Он машинально вцепился в полы пальто, прижал их к груди, будто хотел затолкать себя обратно внутрь. Ветер уже облизал шею – сырой, цепкий. Ключ, висевший на шнурке, хлестнул по груди, ледяной, вгвоздился в самое нутро.
Пробежало легкими тонкими пальчиками по позвоночнику, скользнули под кожу и сжались – крепко.

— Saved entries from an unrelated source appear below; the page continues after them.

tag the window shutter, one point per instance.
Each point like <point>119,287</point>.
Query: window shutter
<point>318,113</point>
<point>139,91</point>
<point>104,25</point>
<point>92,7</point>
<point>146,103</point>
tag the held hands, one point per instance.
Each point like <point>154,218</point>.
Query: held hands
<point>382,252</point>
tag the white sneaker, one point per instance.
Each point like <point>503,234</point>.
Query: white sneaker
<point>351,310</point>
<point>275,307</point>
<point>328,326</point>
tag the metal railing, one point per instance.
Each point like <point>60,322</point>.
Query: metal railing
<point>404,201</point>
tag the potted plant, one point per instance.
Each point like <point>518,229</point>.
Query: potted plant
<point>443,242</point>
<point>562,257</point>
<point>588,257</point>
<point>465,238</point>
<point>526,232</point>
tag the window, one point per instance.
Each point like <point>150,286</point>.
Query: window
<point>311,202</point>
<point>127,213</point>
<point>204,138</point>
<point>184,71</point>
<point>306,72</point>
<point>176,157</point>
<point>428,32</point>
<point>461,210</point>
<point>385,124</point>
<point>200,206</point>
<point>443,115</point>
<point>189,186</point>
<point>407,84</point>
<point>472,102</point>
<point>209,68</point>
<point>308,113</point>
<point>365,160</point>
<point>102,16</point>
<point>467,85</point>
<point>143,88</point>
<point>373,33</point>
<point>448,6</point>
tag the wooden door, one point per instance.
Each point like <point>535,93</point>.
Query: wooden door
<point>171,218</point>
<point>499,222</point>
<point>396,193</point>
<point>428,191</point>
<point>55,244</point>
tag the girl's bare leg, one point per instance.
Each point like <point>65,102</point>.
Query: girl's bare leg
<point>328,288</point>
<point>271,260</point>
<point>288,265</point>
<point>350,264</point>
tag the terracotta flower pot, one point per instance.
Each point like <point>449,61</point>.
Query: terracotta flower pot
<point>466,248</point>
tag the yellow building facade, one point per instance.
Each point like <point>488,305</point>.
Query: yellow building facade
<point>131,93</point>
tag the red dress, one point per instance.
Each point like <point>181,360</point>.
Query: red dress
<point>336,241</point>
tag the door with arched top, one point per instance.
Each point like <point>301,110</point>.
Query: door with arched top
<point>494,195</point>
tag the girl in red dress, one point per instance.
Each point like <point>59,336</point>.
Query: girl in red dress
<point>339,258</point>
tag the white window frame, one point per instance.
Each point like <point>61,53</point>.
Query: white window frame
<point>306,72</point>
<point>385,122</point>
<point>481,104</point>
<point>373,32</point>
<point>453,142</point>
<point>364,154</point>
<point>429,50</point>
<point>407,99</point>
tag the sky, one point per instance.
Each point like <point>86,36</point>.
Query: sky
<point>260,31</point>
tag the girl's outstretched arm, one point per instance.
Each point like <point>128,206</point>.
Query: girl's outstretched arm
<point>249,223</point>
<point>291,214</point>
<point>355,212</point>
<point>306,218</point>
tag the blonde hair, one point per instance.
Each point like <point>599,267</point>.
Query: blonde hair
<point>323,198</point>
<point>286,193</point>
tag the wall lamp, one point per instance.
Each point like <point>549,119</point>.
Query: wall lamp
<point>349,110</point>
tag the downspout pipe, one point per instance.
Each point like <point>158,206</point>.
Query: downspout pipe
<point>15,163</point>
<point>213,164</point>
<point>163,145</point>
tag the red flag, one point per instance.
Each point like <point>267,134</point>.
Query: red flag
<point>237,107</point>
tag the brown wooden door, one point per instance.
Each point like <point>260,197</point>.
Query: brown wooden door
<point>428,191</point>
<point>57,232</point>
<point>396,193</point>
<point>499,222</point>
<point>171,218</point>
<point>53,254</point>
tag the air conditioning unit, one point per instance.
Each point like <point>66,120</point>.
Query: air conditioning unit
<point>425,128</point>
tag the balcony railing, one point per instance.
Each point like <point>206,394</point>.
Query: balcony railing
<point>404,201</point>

Свет уже не мешал. Он померк. Николай отнял руку от лица и поспешно, но неуклюже, начал застёгивать пальто. Пуговицы не слушались. Петли были холодны и жёстки.
Момент был упущен.
Холод уже вошёл – не гость, не вор, а как старый знакомый, которого не ждали, но который всё равно пришёл и остался, хозяйничая и располагаясь тут, как ему угодно, не боясь осуждения со стороны хозяев. Старый знакомый.
А ведь был апрель.
Но зима никуда не уходила. Она вцепилась в этот город, в его мостовые, в его набережные, в реку, в ржавые трубы ливнёвок, в старые дома с осевшими фасадами.И держала. Мёртво.
Парадная Николая выходила прямо на набережную, узкая и промозглая, влажная – она тянулась вдоль неровных рядов старых доходных домов, похожие на облупленные, тусклые, несущие на себе каждый свой собственный отпечаток времени.